Hello everyone. I'm new to the forum but not birds. I've had tiels and even a cockatoo. My wife had got her first tiel and they bonded instantly. He would spend his entire day with her and would roam the house, and was very vocal and active when he spent time in his cage. One day she woke up and he had passed away in the night. Eventually she got a new tiel. This one has not bonded with her at all. It's not mean at all, just wants nothing to do with anyone. She just sits in her cage and cuddles with her mirror all day and occasionally play with her toys. Her old tiel didn't even care that he had a mirror. While we were sitting and watching TV there was a tiel on the TV that starting tweeting and our bird instantly showed attention and starting calling back and abandoned her mirror. My question is this: Could she be lonely and trying to bond with her reflection instead of a person? We've been thinking about getting her a friend. Right now were afraid she could get depressed if we take her mirror from her. Any thoughts and theories would be appreciated. Thank you!


----------



## Nimra (Aug 4, 2014)

I suggest you take out the mirror before she gets too attached to it and does not want to interact with humans and birds.


----------



## vampiric_conure (Jul 8, 2012)

Certainly sounds like she's starting to bond to her reflection. Like Nimra said, there is a risk of her bonding to it so closely that she'll ignore you and other birds. Best to remove the mirror to see how she reacts to you afterwards. She might be confused at first, but just give her more time with you


----------



## Haimovfids (Sep 19, 2012)

Mirror should definitely be taken out. It can cause behavioral issues. Treats will be your best friend with bonding. Use it to your advantage. Here's a detailed link on getting your bird to bond to you.

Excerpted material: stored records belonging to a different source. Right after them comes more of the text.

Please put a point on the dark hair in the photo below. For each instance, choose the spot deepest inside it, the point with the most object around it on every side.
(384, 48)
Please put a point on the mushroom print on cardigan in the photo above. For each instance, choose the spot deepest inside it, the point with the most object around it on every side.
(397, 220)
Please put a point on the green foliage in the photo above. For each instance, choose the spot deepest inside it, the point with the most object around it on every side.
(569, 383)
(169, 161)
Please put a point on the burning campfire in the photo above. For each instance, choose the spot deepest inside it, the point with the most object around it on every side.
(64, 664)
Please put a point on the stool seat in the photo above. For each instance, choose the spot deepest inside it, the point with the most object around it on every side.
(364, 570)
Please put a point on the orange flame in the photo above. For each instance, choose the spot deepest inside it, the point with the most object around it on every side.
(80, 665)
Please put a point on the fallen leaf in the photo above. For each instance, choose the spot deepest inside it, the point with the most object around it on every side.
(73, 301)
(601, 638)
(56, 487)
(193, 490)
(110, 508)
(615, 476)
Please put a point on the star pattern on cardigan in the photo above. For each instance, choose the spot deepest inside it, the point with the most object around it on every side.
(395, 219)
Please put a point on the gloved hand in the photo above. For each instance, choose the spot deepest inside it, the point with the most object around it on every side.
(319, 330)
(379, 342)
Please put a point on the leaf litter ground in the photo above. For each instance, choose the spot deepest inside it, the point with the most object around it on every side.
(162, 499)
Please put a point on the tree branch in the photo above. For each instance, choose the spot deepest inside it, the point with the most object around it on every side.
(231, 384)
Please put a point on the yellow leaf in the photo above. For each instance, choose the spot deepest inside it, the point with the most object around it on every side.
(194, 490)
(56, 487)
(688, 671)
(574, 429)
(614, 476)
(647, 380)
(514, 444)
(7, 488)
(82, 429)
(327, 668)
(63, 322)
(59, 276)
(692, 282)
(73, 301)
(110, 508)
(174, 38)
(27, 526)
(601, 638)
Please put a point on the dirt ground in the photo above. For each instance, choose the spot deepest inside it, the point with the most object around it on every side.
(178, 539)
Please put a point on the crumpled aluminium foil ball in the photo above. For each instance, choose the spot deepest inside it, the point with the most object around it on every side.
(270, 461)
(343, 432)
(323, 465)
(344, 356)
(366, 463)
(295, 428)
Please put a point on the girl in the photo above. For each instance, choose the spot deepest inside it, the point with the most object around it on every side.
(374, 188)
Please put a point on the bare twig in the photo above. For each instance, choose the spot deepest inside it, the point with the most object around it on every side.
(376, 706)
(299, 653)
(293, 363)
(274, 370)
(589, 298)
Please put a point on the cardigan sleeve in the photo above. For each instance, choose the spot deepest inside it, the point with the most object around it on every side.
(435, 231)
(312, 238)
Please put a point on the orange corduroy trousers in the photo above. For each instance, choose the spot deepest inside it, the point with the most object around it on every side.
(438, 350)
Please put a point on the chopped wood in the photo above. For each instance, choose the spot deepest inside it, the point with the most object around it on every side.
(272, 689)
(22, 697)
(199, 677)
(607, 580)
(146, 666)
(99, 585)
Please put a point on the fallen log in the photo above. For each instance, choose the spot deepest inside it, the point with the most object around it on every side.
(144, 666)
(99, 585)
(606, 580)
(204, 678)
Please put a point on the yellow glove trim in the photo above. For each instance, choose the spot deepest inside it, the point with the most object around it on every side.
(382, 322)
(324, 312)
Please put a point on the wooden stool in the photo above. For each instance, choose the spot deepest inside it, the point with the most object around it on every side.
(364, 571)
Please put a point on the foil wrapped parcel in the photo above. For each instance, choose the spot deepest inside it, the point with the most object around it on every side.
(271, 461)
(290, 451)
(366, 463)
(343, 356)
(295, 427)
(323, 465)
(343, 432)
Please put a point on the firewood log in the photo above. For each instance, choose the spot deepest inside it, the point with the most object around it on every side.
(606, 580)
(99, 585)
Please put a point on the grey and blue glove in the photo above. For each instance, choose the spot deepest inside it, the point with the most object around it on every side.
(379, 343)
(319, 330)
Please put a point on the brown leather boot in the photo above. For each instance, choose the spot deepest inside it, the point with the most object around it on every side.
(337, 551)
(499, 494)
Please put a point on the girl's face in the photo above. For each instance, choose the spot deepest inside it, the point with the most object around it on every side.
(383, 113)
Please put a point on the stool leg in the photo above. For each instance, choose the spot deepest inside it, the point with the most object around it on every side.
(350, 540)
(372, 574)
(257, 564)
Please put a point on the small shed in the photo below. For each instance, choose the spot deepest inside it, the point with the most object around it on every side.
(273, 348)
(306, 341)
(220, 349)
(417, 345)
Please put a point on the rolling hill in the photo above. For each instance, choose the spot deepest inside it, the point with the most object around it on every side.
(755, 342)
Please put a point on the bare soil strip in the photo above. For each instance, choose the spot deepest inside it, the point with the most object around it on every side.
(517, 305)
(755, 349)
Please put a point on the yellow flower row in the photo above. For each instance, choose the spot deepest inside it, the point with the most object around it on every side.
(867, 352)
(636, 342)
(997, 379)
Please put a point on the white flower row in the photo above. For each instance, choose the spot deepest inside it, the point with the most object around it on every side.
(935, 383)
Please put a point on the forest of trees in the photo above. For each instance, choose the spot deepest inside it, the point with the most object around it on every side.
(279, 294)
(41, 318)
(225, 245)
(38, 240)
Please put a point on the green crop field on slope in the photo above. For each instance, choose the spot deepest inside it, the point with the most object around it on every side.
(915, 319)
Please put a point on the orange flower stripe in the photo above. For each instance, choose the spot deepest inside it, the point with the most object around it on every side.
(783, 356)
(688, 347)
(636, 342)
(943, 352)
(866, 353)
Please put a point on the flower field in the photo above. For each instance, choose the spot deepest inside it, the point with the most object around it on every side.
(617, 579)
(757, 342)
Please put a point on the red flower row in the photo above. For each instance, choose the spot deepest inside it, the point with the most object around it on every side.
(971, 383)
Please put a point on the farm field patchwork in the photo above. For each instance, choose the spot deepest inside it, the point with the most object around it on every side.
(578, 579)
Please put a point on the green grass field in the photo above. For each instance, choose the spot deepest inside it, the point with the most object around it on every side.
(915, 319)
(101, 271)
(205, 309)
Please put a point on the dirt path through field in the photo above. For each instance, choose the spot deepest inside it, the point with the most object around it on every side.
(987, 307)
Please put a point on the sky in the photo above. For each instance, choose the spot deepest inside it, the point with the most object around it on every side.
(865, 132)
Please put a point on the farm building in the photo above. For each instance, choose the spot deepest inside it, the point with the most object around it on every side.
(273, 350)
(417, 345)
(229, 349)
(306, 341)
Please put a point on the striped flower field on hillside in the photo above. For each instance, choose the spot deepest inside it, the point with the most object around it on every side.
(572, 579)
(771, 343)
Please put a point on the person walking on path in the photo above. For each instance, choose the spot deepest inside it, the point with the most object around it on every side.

Even though she isn't aggressive or scared, it should still help. http://www.talkcockatiels.com/showthread.php?t=113153


----------



## Hugoagogo (Jan 14, 2017)

Bonding I think mine has separation anxiety...every time I exit the room he squarks madly until I tell him I am there or I return. 
He is a noisy chatterbox most of the day acording to the neighbours whilst I am at work and I do leave the radio on for him to listen to when I am not there. 
If I introduced another bird would that make him happier ????


----------